German Manager Magazin: Porsche achieves top price in IPO002048

Breathe easy in Wolfsburg. In the midst of the market turbulence on the stock exchanges and the mounting recession, it succeeds VolkswagenGroup, the IPO of the sports car subsidiary Porsche achieve the announced maximum price. The 113.9 million preferred shares of Porsche AG will be issued to investors at a price of EUR 82.50 each, as the group announced on Wednesday evening. The Porsche AG is thus valued at an impressive 75 billion euros.
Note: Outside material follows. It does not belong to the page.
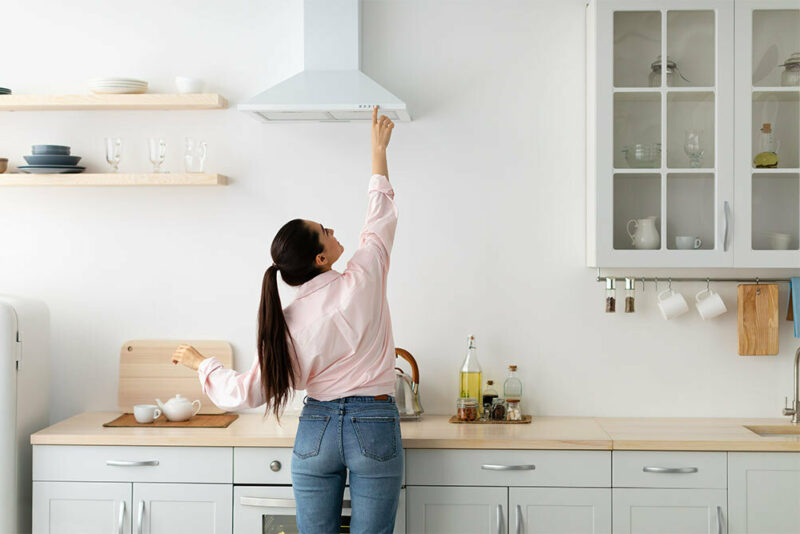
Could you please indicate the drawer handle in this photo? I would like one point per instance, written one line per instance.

With this, the car manufacturer, under CEO Oliver Blume (54), is bringing in proceeds of 9.4 billion euros – and is thus creating the largest German IPO in more than 25 years. Only the IPO of Deutsche Telekom brought in more money in 1996. The dimension is also clear in a global comparison: Measured by the proceeds from the issue, the Porsche IPO is among the top 20 of all time.

The price range for Porsche shares was between 76.50 and 82.50 euros. The demand was so great that the shares could be sold at the highest price. That makes Porsche the second most valuable carmaker in Germany. Just for comparison: Volkswagen itself comes to around 85 billion euros, Mercedes-Benz to 58 billion euros, bmw only to 43 billion euros. “We are very pleased that we were able to carry out a successful IPO for Porsche AG,” said VW CFO Arno Antlitz (52).
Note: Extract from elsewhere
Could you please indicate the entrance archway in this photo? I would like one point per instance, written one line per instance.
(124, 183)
The share capital of Porsche AG consists of 911 million shares, of which half are ordinary shares with voting rights and half are non-voting preferred shares. The previous sole owner, Volkswagen, sold a quarter each of the trunks and the preference, i.e. up to 113.9 million units each.

Four anchor investors had already committed in advance to subscribe shares for up to 3.68 billion euros. They guaranteed almost 40 percent of the planned proceeds. A fifth of the issue was secured by the Qatari sovereign wealth fund QIA. He now has to spend 1.88 billion euros for this. The Norwegian oil fund managed by Norges Bank and the US wealth manager T. Rowe Price each contributed EUR 750 million, and the state-affiliated Abu Dhabi Developmental Holding Company (ADQ) EUR 300 million.

Power gain for the Porsches and Piëchs

Of the ordinary shares, 25 percent plus one share goes to Porsche Automobil Holding SE, which is controlled by the Porsche and Piëch families. You pay a premium of 7.5 percent over the price of the preferred shares for the common shares. That is arithmetically 88.69 euros per share and a total of 10.1 billion euros. For this, it is prepared to borrow up to 7.9 billion euros. The family holding company Porsche SE is already taking over 17.5 percent of Porsche AG in parallel with the IPO, and the remaining 7.5 percent will not be taken over until early 2023, when it receives the special dividend planned by Volkswagen.

In the future, the families will not only be major shareholders in the Volkswagen Group. With almost 32 percent, your holding company is the powerful owner of VW. With the IPO, you also secured veto power over Porsche AG.

The Volkswagen Group is the financial beneficiary of the deal. It takes a total of 19.5 billion euros from the IPO at the highest price. The group keeps 51 percent of it to finance its electric car strategy. 49 percent are to be distributed to the company’s own shareholders in the form of a special dividend. That would be almost 9.6 billion euros – or about 19 euros per Volkswagen share. Porsche SE alone can now count on three billion euros. About one billion euros is to flow to QIA – a good half of the money that the state fund put into Porsche preferred shares. The state of Lower Saxony, as the third major VW shareholder, can count on more than 1.1 billion. Porsche AG gets nothing from the IPO.